Third, this study did not specifically address the improvements in physical function or modifications in social environment that might have occurred during hospitalization. Therefore, a more comprehensive, longitudinal study that incorporates such changes remains warranted. Fourth, this study did not consider patients’ preferences for discharge destinations. For example, it is possible that patients may not wish to return to solitary residences even if they have high ADL capacity. Therefore, future studies should also include “the patient’s own wishes” in their study design. Finally, since the goal of this study was the return to solitary confinement itself, data on “How long was the patient actually able to live at home?” and the level of satisfaction are unknown. In future studies, follow-up after discharge from hospitals and evaluation of quality of life will be important.
In this study, we investigated the impact of social factors as well as ADL ability on the return to living alone of stroke patients who had been living alone before stroke.
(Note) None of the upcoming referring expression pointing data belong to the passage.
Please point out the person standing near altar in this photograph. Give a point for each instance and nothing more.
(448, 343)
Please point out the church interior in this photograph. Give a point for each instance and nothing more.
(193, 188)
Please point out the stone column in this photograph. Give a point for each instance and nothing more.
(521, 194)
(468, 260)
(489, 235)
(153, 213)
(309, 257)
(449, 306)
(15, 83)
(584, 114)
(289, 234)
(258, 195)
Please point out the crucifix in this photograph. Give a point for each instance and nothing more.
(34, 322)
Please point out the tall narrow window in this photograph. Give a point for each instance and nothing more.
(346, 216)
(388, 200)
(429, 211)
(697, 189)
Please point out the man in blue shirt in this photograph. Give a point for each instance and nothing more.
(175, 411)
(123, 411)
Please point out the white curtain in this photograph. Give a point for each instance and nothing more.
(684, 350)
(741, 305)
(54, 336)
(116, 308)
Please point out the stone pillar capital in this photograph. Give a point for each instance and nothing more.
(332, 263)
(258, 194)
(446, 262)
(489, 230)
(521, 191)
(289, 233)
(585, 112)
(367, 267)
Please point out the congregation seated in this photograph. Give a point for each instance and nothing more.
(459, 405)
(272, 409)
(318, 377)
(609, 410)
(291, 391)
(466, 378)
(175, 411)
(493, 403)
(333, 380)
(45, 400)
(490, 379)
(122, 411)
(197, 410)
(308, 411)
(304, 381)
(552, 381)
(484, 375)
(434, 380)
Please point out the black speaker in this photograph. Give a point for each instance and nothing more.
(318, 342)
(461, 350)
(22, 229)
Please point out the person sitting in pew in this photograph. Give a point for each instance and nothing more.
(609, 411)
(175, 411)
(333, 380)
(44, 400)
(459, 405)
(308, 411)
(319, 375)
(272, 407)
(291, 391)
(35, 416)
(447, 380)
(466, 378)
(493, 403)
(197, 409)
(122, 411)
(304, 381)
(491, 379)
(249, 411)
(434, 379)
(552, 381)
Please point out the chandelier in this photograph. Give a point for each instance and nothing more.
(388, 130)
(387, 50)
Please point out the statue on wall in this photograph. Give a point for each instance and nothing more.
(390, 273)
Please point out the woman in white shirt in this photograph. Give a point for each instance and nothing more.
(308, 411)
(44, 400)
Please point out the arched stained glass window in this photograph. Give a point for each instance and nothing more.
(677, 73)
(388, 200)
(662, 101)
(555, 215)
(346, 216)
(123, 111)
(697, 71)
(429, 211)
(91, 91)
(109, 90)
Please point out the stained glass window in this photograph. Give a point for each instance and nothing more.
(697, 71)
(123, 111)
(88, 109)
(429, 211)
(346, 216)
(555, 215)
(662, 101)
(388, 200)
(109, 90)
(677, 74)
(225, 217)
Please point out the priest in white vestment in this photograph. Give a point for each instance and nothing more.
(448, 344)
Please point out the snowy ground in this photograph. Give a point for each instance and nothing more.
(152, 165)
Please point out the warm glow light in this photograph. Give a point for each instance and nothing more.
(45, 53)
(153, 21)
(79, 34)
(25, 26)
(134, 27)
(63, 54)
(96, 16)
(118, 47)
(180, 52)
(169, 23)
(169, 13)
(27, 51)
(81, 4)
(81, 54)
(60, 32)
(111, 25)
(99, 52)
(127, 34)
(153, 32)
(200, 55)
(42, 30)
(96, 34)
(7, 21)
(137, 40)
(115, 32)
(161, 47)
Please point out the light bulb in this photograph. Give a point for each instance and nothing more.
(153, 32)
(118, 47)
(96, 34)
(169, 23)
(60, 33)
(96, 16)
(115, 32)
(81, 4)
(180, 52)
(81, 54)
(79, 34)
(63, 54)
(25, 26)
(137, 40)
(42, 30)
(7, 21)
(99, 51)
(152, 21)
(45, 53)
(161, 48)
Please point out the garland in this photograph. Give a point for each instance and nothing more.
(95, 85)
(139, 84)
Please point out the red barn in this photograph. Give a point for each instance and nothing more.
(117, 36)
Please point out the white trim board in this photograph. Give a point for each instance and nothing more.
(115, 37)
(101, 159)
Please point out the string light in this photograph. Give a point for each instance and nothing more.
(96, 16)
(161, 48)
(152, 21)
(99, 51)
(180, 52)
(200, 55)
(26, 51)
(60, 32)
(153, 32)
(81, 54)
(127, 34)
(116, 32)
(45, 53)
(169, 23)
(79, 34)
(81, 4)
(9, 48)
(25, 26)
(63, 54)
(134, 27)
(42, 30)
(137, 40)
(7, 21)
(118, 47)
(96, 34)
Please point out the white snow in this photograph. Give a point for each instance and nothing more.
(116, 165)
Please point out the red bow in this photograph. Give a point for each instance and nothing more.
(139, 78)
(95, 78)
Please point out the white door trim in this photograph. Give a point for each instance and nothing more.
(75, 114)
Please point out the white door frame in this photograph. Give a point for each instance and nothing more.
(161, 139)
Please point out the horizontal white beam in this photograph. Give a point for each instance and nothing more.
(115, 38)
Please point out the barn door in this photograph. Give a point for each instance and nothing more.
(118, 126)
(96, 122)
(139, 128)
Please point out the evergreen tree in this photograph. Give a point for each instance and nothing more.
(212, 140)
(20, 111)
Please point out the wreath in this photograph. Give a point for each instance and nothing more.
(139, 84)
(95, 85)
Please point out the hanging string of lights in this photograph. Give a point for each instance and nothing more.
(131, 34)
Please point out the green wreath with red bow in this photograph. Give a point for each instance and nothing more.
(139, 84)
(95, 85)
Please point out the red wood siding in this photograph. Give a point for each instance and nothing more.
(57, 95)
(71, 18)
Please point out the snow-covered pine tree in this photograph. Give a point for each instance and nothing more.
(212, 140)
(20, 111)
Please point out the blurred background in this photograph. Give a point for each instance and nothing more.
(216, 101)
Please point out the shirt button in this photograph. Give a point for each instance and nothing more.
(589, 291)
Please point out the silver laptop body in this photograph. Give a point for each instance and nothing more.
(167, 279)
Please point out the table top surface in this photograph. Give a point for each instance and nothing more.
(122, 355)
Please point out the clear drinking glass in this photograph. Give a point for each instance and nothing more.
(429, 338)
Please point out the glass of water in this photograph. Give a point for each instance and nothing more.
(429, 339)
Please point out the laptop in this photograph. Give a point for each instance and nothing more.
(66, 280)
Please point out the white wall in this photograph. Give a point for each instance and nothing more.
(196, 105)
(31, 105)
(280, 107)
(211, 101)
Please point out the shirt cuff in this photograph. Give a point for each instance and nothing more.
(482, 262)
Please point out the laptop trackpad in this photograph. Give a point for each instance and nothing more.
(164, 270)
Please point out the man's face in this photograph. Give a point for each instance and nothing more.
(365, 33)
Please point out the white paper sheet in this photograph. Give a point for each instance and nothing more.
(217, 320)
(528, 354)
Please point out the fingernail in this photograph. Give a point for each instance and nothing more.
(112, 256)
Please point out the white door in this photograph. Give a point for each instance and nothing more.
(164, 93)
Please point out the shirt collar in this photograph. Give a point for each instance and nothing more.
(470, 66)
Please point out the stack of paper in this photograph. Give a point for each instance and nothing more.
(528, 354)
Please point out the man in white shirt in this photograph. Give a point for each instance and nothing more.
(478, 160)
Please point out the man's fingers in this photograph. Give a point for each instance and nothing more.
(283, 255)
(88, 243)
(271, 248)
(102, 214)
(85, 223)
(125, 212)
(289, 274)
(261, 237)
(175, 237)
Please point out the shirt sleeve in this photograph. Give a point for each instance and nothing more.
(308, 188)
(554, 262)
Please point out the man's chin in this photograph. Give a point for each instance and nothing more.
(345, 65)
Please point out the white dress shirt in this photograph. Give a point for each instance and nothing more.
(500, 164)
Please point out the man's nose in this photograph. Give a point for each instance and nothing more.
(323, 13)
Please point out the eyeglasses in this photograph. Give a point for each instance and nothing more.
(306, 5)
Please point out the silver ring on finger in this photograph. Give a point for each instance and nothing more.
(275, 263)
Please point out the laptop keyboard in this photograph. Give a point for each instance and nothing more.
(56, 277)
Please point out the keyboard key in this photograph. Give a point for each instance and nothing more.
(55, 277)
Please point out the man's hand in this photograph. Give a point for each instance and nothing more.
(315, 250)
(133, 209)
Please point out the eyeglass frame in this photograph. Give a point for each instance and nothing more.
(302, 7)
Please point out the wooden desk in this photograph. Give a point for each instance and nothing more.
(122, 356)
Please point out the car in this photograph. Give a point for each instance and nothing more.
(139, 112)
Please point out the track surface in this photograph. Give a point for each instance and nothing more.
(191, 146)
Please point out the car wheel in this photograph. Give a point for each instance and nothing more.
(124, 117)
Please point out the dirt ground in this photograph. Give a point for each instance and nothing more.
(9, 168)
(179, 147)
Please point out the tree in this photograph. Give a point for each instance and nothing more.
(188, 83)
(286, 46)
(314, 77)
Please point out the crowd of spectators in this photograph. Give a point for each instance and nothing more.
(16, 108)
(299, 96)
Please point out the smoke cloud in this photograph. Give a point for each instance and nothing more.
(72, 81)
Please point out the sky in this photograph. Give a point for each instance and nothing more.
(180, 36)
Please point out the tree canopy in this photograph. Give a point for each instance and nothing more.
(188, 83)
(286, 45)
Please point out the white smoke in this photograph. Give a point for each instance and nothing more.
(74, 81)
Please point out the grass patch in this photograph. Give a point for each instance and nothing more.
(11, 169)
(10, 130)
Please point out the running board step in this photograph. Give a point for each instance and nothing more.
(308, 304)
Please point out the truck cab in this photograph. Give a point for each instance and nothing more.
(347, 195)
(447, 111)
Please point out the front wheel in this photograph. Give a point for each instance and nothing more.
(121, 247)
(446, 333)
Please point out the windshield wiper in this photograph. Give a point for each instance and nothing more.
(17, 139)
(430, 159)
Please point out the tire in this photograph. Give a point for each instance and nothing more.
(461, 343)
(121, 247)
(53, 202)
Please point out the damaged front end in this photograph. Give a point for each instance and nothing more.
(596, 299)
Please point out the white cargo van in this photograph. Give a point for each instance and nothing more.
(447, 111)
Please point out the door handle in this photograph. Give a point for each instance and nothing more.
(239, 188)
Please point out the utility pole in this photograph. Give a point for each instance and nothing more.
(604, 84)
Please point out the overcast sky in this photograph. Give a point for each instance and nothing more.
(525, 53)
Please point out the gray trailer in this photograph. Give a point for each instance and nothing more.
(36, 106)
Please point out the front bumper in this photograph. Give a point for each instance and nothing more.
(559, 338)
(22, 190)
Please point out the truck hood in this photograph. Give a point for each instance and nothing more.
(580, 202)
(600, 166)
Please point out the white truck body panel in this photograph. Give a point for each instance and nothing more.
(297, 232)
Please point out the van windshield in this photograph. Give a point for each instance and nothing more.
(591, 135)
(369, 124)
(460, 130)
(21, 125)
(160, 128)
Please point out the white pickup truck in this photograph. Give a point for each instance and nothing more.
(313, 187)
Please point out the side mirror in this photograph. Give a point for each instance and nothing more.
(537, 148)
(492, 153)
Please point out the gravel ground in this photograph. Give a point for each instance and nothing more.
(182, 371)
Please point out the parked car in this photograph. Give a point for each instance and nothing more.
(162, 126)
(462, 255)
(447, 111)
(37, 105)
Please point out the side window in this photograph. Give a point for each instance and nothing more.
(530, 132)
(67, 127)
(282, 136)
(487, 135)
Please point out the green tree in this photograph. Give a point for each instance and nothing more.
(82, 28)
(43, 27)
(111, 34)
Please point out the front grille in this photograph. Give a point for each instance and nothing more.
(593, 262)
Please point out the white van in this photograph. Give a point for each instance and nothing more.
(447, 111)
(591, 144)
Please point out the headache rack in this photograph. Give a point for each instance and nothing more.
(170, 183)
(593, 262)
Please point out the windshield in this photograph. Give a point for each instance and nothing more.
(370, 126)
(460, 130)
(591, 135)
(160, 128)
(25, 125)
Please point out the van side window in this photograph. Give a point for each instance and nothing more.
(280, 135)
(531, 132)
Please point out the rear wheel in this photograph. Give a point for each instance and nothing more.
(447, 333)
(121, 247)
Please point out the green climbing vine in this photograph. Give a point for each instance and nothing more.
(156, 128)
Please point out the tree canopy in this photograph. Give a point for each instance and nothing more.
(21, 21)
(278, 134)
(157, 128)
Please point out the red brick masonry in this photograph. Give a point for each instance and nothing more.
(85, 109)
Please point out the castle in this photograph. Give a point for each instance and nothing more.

The results revealed that social factors such as a key person, support person, and financial problems were involved in the return to living alone of stroke patients who had been living alone before their illness, in addition to ADL ability. Specifically, the cutoff value for ADL was an FIM of 91 or higher at discharge, and combining this with a cutoff value of 3 for the social score improved the accuracy of prediction. This study provides important information for the appropriate support of stroke patients living alone, which is expected to become increasingly common in the future.
Conflicts of interest
The authors declare that there are no conflicts of interest.